Sebuah laporan baru dari UN Institute for Water, Environment and Health menunjukkan bahwa meskipun perdagangan makanan dapat mengurangi tekanan air di banyak tempat, hal ini juga bisa memperburuk keadaan di tempat lain terutama bagi orang-orang yang tinggal di daerah miskin.
Menurut laporan tersebut, transfer air virtual melalui perdagangan makanan pada umumnya mengurangi kelangkaan air bagi sebagian besar populasi global.
Namun, pada saat yang sama, transfer ini justru memperparah kekurangan air bagi jutaan orang lainnya, terutama mereka yang tinggal di komunitas berpenghasilan rendah.
Ini adalah sebuah kontras yang tajam.
Misalnya, China Utara, sebagian Eropa, dan Afrika Utara meraih keuntungan nyata dalam hal penghematan air berkat perdagangan global.
Namun, tempat-tempat seperti India, Pakistan, Australia bagian timur, dan AS bagian tengah tidak seberuntung itu.
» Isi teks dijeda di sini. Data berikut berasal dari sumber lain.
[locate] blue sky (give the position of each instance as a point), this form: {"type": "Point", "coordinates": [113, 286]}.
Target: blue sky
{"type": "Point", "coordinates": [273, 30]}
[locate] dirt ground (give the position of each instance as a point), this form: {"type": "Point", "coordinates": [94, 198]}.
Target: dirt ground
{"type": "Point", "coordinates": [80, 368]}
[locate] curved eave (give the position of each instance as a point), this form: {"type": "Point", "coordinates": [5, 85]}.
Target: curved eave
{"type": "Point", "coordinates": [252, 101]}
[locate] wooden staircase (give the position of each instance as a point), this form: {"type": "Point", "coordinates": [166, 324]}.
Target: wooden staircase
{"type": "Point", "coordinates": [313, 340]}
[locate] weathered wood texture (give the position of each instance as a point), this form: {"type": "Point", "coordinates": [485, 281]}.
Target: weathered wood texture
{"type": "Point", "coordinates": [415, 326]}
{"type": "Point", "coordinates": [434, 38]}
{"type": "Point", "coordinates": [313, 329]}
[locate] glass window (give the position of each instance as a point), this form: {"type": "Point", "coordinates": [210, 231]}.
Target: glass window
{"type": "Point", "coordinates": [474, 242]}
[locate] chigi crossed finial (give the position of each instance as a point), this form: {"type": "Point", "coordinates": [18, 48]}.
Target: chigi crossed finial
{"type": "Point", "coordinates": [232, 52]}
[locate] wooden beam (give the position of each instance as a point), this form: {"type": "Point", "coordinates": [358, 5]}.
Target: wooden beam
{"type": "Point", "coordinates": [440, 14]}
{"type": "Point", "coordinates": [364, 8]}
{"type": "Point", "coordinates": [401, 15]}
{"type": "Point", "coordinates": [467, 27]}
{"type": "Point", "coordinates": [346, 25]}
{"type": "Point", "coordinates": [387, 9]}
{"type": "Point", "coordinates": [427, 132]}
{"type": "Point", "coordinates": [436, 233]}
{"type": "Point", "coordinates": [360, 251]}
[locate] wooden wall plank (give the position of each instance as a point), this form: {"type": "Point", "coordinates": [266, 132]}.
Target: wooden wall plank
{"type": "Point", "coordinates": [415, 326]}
Mereka berada di posisi yang sulit atau bahkan semakin tenggelam dalam kelangkaan air.
"Bentuk perdagangan air virtual ini mencerminkan pola ketidakadilan lingkungan yang lebih luas di seluruh dunia. Biaya dan risiko lingkungan semakin dialihkan dari pihak yang mampu menanggungnya kepada pihak yang tidak mampu," kata Profesor Kaveh Madani, Direktur UNU-INWEH dan salah satu penulis laporan tersebut.
Masalahnya tidak hanya sebatas geografi, tetapi juga terkait pendapatan.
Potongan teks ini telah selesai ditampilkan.